- Education: University of Iowa
- Occupations: Former Chairman, President, and CEO of Sysco
- Spouse: Beth Schnieders
- Children: 2

= Richard J. Schnieders =

Richard J. Schnieders is an American businessman who is the former chairman, president, and chief executive officer of Sysco.

== Early life and education ==
Rick Schnieders grew up in Remsen, Iowa, where his family owned a grocery store. He earned a Bachelor of Arts in mathematics from the University of Iowa in 1970.

==Career==
Schnieders began his career in the meat department of a regional grocery store, before moving on to sell meat for a national company, and later serving as the general sales manager for a foodservice distributor. He began working for Sysco in 1982, joining an executive management program at the company's Memphis subsidiary. He served in various divisions in managerial positions from 1988 until January 2000, when he became chief operating officer of the entire company. In July 2000, he added the role of president. He left both positions in December 2002, to become chairman and chief executive officer in January 2003, but resumed the presidency for a two-year period from July 2005 to July 2007.

Schnieders announced his retirement on January 20, 2009, effective June 27, 2009; he continued to chair the board of directors until that date. At the same time, he stated his intention to serve as CEO until March 31, 2009, when Bill DeLaney, the company's executive vice president and chief financial officer, would assume that role.

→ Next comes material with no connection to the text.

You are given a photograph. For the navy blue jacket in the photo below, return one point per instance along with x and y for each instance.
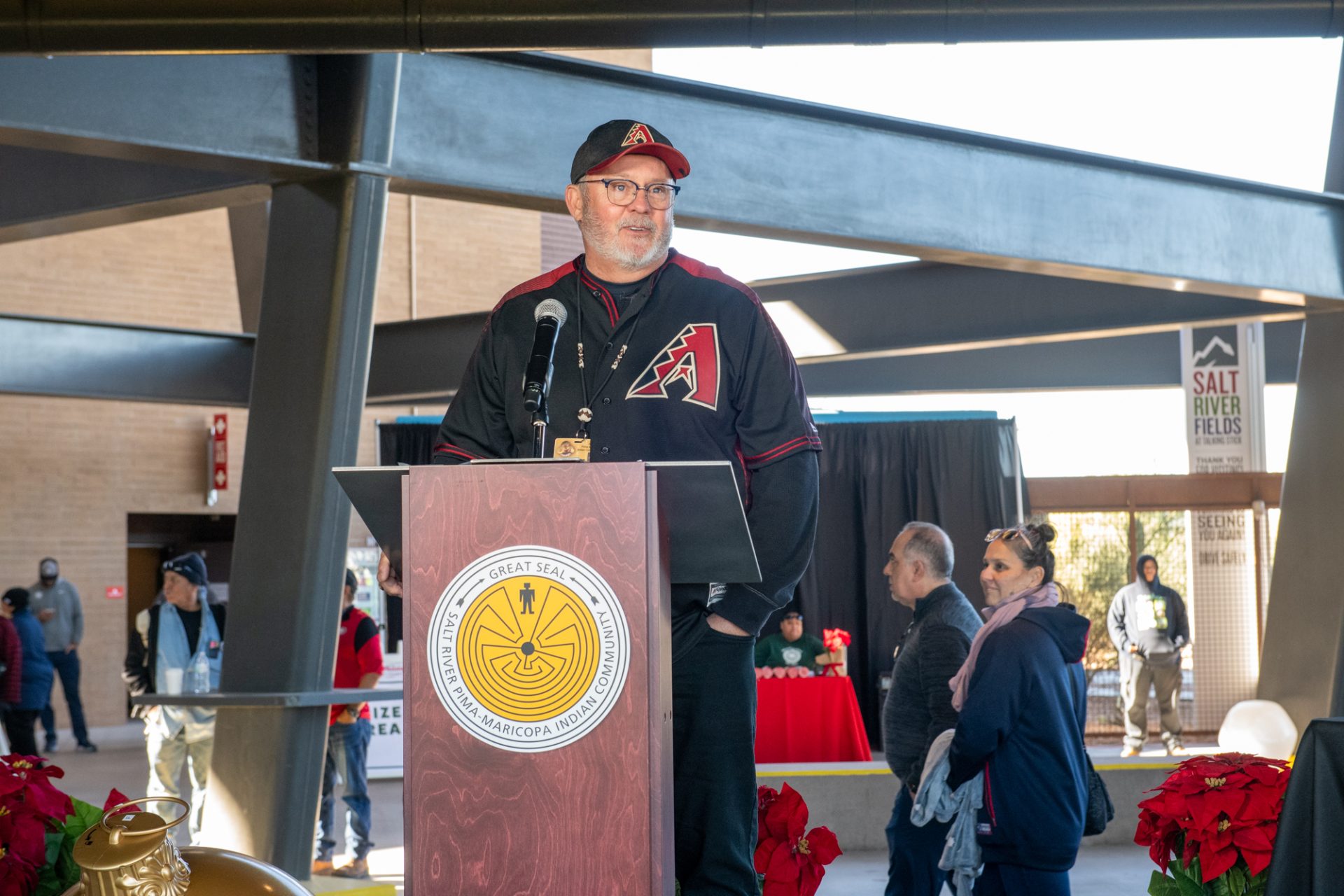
(692, 370)
(1023, 724)
(36, 675)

After his retirement from Sysco, Schnieders and his wife, Beth, moved to Santa Fe, where they founded MoGro, a mobile grocery store that serves Native American communities in New Mexico. As of 2022, the company operates as a nonprofit. Schnieders also serves on the board of Revolution Foods, and holds community board positions at Save the Children and Stone Barns.

==Compensation==

While CEO of Sysco in 2008, Schnieders earned a total compensation of $9,278,486, which included a base salary of $1,146,500, a cash bonus of $7,048,400, and options granted of $942,200.

== Awards ==
Schnieders was named Hospitality Executive of the Year by the Penn State Hotel and Restaurant Society in 2006, and inducted into the Penn State Hospitality Hall of Fame.

In 2008, he received a Distinguished Alumni Award from the University of Iowa.